Friday, October 15, 2010

Life continues to get in the way!

I have been here to post numerous times over the past few months. Mostly knowing no one is reading has kept me away. But also life wreaks havoc and gets in the way. We are still processing thru dh's bi-polar issues. The great news is we moved back to town, and love our house. Everyone has their own room, but the princess and the baby share. Princess started kindergarten, baby is lost without her. The big boy is enjoying his junior year, drummer boy loves 7th grade and middle boy went into middle school without any trouble at all! Praise God for all the great things amidst the hard things! Will try later to add more.

Sunday, February 14, 2010

Can anyone say try number 3? Life gets in the way of my trying to blog. There is so much to process thru, my DH went thru yet another manic phase, and hospitalization in December. We are just now getting him back, he goes back to work tomorrow after having 2 months off on short term disability. Oy, it's such a challenge.

Wednesday, September 30, 2009

So, here goes try number 2

I have tried blogging before...then our life was turned upsidedown, and now here I am again. I have to say, I am a little anxious. I am really a boring person, not much exciting going on in my life. Just a stay at home mom to 5 kids here with me, a former homeschooler, trying to learn a little about floral design, working on my marriage and stuggling to be obedient to God. I read various blogs and think, Wow! I have nothing like that to share. I do know writing is a talent, and I hope to hone this craft. I also know that processing life thru writing helps, so this is my first go. I don't know who will even read this, but if you are, Thank You.

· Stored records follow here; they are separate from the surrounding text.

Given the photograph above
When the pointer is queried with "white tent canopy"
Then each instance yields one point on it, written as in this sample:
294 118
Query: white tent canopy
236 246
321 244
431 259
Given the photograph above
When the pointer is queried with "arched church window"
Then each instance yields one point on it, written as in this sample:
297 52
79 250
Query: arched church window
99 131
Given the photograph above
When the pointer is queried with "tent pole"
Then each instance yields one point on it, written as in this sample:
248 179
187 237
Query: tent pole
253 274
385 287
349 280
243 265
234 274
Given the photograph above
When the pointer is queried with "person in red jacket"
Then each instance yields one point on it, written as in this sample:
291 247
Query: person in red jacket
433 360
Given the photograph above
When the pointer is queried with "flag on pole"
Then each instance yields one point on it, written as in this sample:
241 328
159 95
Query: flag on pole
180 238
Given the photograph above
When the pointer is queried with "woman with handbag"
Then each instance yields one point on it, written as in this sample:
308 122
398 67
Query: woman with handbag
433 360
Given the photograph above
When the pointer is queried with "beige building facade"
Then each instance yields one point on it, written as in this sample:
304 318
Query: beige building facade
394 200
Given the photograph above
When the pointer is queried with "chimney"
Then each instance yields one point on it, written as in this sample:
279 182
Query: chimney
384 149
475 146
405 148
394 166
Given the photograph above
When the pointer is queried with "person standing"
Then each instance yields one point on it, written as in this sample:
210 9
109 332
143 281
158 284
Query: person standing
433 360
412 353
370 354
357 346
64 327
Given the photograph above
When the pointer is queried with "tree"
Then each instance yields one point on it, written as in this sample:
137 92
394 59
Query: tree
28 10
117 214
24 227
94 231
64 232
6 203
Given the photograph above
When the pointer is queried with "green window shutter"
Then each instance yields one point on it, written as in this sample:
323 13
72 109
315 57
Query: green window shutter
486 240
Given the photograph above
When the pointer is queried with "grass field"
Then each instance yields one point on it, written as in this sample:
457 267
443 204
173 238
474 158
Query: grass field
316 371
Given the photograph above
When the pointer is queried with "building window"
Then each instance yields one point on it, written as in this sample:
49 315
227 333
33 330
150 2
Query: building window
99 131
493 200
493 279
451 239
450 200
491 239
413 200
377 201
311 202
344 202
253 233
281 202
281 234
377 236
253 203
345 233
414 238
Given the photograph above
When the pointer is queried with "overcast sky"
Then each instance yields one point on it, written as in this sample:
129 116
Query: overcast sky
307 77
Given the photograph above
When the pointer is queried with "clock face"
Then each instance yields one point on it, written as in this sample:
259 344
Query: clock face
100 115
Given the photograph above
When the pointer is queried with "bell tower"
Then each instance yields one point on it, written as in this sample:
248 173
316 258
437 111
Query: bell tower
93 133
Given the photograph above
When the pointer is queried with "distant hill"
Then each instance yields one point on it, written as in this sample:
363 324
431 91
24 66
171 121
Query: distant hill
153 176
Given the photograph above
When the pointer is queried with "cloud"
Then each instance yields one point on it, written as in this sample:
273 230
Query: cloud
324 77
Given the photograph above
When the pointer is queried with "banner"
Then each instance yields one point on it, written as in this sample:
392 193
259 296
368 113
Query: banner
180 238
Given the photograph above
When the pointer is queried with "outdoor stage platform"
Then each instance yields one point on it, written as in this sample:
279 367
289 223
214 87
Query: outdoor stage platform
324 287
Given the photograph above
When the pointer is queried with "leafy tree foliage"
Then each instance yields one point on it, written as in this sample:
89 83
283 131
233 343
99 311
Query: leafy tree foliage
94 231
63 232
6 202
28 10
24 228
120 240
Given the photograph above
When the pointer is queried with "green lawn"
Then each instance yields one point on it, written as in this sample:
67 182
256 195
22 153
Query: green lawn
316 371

A little about me. I have been married to the love of my life for 18 years. We met each other over 20 years ago in college. We got married young, thankfully trusted Jesus as our saviour, and started a family shortly after that. I have given birth to 6 beautiful children...5 are here with me, one in the arms of Jesus. My husband was diagnosed as having bi-polar disorder 18 months ago, hence the life turning upsidedown comment before. We have struggled. It's not easy or pretty, and I guess I hope to use this as an avenue for healing and being real.

We live in the country on an acreage, and hope to move back into town next spring. We enjoy our pets, but have far too many cats. The kids love the outdoors, but not the work it takes to live where we do. I love the space, but not the drive into town on the 5th trip of the day. Our house is big, but not energy efficent at all. God gave us the desires of our heart, but we have found our heart longs a simpler life. Funny how that happens.

I think I will end here, see how this looks and come back tomorrow!